Réforme des retraites : la difficile alliance entre la Nupes et les syndicats

Circulez, il n’y a rien à voir ! Les bergers de la Nupes l’assurent : entre eux et les syndicats, il n’y aurait pas le début du commencement de la moitié d’une feuille de papier à cigarette. Il ne saurait en être autrement alors que la bataille contre la réforme des retraites ne fait que commencer. « La moindre fissure entre nous signerait la victoire d’Emmanuel Macron », alerte Eric Coquerel, député de La France insoumise et président de la Commission des finances à l’Assemblée. Le million de personnes dans les rues de la métropole, le 19 janvier, fait gonfler le poitrail de fierté, Nupes comme syndicats. Pourtant, le front uni est un sacerdoce.

Chacun marche sur des œufs. Voilà quelques années que les organisations syndicales ont l’esprit sirupeux, la faute à une chute vertigineuse des adhésions, des rapports de force qui se tendent entre les leaders de chaque centrale, et ces derniers souvent dépassés par leurs bases radicales. Il y a sept ans à peine, en 2016, en pleine loi El Khomri, la crise de sens était à son paroxysme et 3 Français sur 5 disaient ne plus leur faire confiance. Trois ans plus tard, la situation s’est presque inversée et 56 % se fient à eux. Une bascule qui date de 2019, à l’aune du premier conflit des retraites de l’ère Macron. « On mesure le chemin parcouru, long et fastidieux, raconte un leader syndical, qui s’inquiète de la suite : personne n’a pas envie que quelqu’un débarque à l’improviste pour ruiner le travail accompli. »
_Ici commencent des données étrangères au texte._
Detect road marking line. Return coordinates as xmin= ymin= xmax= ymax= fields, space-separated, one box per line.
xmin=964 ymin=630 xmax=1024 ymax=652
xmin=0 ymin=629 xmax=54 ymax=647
Ce « quelqu’un » a un nom : Mélenchon. Lui n’est pas du genre à s’émouvoir de quelques omelettes. Son agenda n’est pas celui de la CGT, ni celui de la CFDT. Il n’a pas vu d’un mauvais œil le jour où la corporation réformiste de Laurent Berger a chipé la place de premier syndicat de France au nez et à la moustache de Philippe Martinez. Ce dernier et l’Insoumis en chef sont en froid depuis plusieurs mois. « On ne se cause plus, se lamente le CGTiste. Il passe ton temps à m’insulter sur son blog. » L’eau dans le gaz, entre les deux, serait avant tout politique, analyse Manuel Bompard, le numéro un de LFI : « Nous sommes en désaccord avec l’idée que tout ce qui est à la rue relève des syndicats. Nous reconnaissons leur légitimité à appeler à la grève, mais notre mouvement est aussi un outil de mobilisation populaire. »

« Personne n’est dupe »

La volonté des Insoumis de mobiliser, eux aussi, les masses dans la rue est vue par les syndicats comme une concurrence néfaste et contre-productive. Dernier exemple en date : le rassemblement des mouvements de jeunes du 21 janvier. Officiellement lancé à l’appel des syndicats de jeunesse – sauf l’Unef, le premier d’entre eux – il a été considéré comme « la marche de Mélenchon » par les syndicats. « Personne n’est dupe. On a tous vu Louis Boyard [NDLR : député LFI et ancien syndicaliste lycéen] aller voir les uns et les autres pour organiser tout cela », peste-t-on autour de Philippe Martinez.

Avec les autres syndicats, l’ambiance est moins suspicieuse. À en croire certains Insoumis, il faudrait même remercier Eric Coquerel d’avoir « fait la tournée des popotes » ces derniers mois, « le seul qui est en contact permanent avec Martinez, Berger et les autres », souffle une députée LFI. En décembre, à quelques jours de Noël, il s’entretenait avec le CGTiste et, début janvier, avec Berger. Un proche de Coquerel arrondit les angles, quitte à fâcher Mélenchon : « On soutiendra chacune des mobilisations, y compris celles des jeunes comme le 21 janvier. Mais ce n’est pas ça le pivot de la lutte. Chacun doit comprendre que c’est aux syndicats de donner le tempo. »

Les autres partenaires de la Nupes surveillent attentivement les syndicats. Les écologistes, qui n’ont guère de culture syndicale, ont multiplié les rapprochements avec la CGT notamment, à l’initiative de leur nouvelle cheffe, Marine Tondelier. « Il peut parfois y avoir un empressement des Insoumis à imposer leur calendrier, alors que la logique devrait d’abord être l’accompagnement des syndicats », estime le député PS Arthur Delaporte. L’avenir du front uni dans la bataille contre la réforme des retraites dépendra moins de l’état de forme de syndicats ou de la Nupes que des velléités de l’agenda de Mélenchon et ses insoumis.